Brokerages that cleared these three blockers aren’t more technically gifted — they simply understood that AI is a team project, not a personal gadget. Once that shift happens, scaling takes weeks, not years.
Practical implication for any agent reading this in 2026: don’t measure your AI maturity by how many tools you’ve tried. Measure it by how many of your weekly tasks now run partly on AI, how many prompts your team shares as a common asset, and how comfortable you are turning off a tool that no longer serves you to swap it for a better one. Brokerages that treat AI as a portable skill rather than a fixed software stack are the ones that compound their lead through 2027 and beyond.
Questions we get asked.
Why do most US agents stay on the surface with AI?

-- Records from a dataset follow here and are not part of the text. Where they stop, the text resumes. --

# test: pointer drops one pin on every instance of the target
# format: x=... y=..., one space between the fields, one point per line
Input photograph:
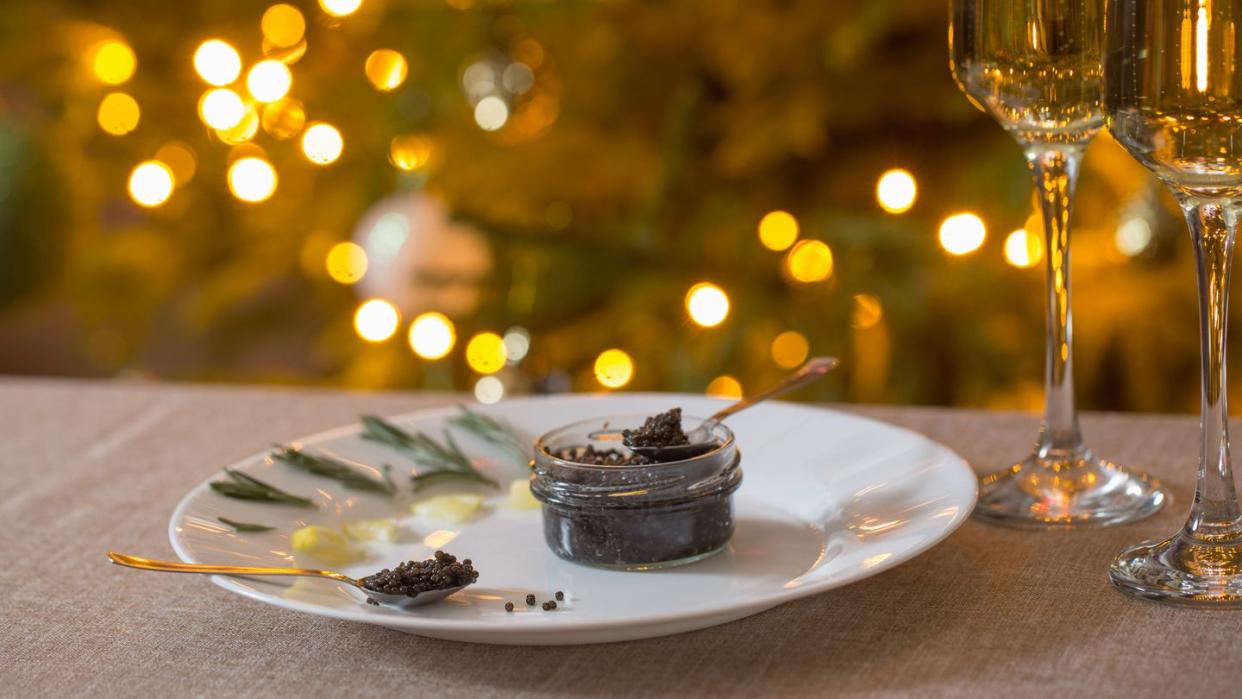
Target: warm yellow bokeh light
x=386 y=70
x=113 y=62
x=268 y=81
x=724 y=387
x=614 y=368
x=118 y=113
x=376 y=320
x=283 y=118
x=1022 y=248
x=322 y=144
x=963 y=234
x=896 y=191
x=810 y=261
x=221 y=108
x=150 y=184
x=432 y=335
x=340 y=8
x=707 y=304
x=216 y=62
x=252 y=179
x=778 y=230
x=790 y=349
x=345 y=262
x=283 y=25
x=486 y=353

Three structural blockers: the “magic ChatGPT” myth (vague prompts produce mediocre results), no context loaded (without feeding AI your pricing, voice, listing templates, output stays generic), and solo testing (an agent who tries alone abandons in 6 weeks). Brokerages that train their team together hit 70% productivity gain in 3 months.
How long does it take a brokerage to adopt AI properly?
With the right protocol: 4 weeks. Week 1: easy tasks (listing copy). Week 2: data and seller pitch decks. Week 3: automated workflows (Make/Zapier). Week 4: prompt library sharing. Brokerages that skip a step take 6 months for the same result.
What’s the first prompt every real estate agent should use?
“Write a 200-word listing for [property type] in [city], highlighting [3 strengths]. Warm but professional tone. Target [buyer profile].” This single prompt saves 25 min per listing. Then invest 1 hour in a Claude Project that knows your brokerage: output quality is 10x higher.
What separates brokerages that succeed with AI from those that fail?
Successful brokerages treat AI as a team project (collective training, shared prompts, weekly measurement), not a personal gadget. They hit 70% adoption in 4 weeks. Brokerages that let each agent figure it out alone: 20% adoption after 3 months, and most quit.